What are you looking forward to in the months that you will be spending with us?

I am very much looking forward to working with my students and exploring the key contentions I have established in my subjects which include the Anthropocene, reimagining the past, and reconsidering the idea of ‘Australia’ as well as critiqued categories such as extinction, race, whiteness and queerness. I am also excited about working within the zoom format. It enables new orders of global connection and new styles of pedagogy and I look forward to the arguments that may arise as to whether it also creates new forms of embodied learning and collegial intimacy.
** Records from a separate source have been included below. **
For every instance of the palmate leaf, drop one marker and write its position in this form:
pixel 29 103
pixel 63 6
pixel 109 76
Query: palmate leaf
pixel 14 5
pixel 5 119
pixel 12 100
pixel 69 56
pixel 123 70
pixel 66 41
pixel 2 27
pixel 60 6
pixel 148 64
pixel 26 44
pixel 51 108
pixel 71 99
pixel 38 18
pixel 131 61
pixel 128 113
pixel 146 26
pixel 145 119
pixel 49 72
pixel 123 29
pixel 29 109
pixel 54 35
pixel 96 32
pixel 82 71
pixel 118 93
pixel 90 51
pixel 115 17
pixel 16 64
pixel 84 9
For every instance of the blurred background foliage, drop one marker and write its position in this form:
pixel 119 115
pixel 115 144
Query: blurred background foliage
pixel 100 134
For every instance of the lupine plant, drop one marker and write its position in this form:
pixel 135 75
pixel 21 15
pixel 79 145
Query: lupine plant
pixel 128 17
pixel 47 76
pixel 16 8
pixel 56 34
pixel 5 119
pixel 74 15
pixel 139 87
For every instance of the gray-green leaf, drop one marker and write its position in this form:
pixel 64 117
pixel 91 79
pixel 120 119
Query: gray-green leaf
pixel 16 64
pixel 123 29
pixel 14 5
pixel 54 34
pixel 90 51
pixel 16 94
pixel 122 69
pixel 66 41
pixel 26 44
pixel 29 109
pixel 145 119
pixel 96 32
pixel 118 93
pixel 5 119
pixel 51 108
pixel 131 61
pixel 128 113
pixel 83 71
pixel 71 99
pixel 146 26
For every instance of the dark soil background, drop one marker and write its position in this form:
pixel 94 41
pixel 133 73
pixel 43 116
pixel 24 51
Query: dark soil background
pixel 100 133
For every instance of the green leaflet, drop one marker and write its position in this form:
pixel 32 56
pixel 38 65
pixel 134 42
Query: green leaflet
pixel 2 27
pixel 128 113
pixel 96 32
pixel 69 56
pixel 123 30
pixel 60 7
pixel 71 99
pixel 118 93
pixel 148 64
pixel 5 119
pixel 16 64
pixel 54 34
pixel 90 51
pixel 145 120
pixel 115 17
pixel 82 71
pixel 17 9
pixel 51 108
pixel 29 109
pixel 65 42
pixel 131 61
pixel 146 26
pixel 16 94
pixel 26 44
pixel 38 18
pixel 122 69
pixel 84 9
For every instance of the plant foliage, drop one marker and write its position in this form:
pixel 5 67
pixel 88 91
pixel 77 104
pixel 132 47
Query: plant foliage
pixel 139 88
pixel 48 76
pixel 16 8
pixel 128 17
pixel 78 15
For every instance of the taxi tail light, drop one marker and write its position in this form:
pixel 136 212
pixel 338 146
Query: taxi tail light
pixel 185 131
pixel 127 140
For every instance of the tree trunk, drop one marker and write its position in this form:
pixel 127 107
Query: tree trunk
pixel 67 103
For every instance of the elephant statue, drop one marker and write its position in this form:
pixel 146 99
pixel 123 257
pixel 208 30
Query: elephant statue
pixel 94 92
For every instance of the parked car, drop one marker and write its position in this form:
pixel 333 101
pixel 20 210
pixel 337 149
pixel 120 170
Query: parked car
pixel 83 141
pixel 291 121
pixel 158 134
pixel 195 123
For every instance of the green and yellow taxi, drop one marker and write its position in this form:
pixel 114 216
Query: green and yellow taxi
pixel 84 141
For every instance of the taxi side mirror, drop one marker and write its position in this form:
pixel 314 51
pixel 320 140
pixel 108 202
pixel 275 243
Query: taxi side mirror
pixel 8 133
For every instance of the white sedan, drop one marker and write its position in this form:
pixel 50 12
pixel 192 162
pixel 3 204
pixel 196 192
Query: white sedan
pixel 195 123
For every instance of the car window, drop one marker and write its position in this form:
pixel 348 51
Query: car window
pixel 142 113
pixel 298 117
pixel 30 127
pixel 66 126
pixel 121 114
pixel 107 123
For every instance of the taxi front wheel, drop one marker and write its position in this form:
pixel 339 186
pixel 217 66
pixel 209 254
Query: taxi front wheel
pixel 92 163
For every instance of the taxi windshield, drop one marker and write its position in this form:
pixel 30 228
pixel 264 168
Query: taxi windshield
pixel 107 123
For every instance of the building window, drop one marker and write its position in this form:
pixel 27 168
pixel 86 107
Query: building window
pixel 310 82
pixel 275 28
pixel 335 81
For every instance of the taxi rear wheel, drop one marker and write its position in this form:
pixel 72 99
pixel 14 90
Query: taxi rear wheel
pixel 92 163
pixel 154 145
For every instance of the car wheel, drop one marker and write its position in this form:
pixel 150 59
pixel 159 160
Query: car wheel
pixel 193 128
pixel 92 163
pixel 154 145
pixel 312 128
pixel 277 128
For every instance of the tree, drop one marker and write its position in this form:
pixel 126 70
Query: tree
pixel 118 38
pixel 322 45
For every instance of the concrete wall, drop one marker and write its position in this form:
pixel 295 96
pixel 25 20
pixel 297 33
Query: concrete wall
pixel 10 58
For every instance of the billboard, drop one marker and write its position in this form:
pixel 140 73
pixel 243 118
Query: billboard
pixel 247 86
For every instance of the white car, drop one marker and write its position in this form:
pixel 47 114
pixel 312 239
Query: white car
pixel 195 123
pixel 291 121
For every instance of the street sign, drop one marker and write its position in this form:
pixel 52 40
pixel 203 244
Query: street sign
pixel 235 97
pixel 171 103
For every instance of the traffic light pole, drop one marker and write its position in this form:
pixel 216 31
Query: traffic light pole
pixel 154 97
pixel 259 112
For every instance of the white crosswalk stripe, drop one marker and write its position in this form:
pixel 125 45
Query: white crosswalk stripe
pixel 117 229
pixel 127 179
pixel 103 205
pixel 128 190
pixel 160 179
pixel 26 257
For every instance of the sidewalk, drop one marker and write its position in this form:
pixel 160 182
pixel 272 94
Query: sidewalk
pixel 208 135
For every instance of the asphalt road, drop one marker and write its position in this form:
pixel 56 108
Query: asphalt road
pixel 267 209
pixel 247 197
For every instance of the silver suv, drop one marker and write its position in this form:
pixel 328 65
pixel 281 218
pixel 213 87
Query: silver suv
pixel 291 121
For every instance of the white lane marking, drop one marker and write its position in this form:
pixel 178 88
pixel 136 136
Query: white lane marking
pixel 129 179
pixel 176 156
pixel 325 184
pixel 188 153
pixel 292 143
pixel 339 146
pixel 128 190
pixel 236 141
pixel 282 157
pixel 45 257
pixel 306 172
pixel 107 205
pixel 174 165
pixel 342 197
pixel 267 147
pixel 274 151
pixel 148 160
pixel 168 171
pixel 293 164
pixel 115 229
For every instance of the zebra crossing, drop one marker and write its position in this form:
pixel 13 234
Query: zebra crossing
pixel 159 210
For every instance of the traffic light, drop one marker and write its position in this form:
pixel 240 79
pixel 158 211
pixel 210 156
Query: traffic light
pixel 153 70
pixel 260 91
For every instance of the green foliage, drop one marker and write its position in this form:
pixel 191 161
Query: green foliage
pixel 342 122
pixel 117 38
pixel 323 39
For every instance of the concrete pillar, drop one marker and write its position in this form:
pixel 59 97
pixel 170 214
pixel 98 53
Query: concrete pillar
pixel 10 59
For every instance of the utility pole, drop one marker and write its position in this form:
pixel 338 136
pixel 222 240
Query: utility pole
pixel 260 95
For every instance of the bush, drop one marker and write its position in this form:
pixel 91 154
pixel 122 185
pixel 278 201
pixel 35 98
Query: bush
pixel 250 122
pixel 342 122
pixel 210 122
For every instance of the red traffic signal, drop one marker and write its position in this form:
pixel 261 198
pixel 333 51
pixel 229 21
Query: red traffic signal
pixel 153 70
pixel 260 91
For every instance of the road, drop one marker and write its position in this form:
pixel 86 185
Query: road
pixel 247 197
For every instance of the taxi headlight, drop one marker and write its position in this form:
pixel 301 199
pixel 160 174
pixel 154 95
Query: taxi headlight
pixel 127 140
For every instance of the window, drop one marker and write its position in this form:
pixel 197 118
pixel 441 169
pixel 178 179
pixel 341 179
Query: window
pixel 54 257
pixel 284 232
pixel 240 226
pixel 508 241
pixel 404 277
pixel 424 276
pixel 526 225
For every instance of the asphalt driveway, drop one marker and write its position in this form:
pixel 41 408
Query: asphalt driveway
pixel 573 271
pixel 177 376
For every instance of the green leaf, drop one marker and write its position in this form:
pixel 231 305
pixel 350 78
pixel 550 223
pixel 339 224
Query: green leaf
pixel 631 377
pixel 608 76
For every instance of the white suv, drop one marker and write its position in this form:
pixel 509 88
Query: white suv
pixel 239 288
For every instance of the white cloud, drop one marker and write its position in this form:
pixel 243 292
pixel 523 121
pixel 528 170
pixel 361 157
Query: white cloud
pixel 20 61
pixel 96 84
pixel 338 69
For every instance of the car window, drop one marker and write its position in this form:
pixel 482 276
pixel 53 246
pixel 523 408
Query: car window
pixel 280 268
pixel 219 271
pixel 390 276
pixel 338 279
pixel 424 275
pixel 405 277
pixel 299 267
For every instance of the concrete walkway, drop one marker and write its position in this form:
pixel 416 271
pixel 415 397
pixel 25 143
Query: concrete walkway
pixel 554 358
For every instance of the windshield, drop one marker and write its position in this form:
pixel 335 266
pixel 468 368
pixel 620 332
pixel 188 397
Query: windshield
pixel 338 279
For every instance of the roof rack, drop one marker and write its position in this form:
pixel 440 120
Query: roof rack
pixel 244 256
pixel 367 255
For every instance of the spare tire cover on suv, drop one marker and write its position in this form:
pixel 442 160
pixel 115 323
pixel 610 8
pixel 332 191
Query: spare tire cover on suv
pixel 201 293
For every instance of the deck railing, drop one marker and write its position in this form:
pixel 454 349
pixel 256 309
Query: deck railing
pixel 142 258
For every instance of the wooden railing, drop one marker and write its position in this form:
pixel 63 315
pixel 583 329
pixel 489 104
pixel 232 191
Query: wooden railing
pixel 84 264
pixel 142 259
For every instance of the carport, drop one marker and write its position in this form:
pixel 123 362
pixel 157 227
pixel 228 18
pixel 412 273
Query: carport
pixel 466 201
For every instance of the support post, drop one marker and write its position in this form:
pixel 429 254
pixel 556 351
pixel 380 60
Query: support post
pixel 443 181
Through shared research projects over the years I have come to know and deeply respect my Potsdam colleagues so I am also very much looking forward to being a part of the dynamic Potsdam team and enjoying once more their stimulating collegiality.

What does our MA programme name ‘Anglophone Modernities in Literature and Culture’ mean to you?

The plurality suggested by both ‘anglophone’ and ‘modernities’ describes very precisely one of the key contributions of Cultural Studies (my foundational discipline) to both politics and culture. Appreciating the point that there is never one order of English enables us to recognise the multiple forms of English expression marked by different modalities (film, art, music) and different experiences heard in accents, argots and language invention. That diverse modernities have arisen as a result of constant encounters allows us to appreciate the importance of new categories of subjects and identities. It also lets us see the ways in which key organising binaries such as past/present, man/woman and nature/culture are never entirely secure. This makes for an exciting program of study made all the more challenging and delightful by making literature and culture the surrounding frame.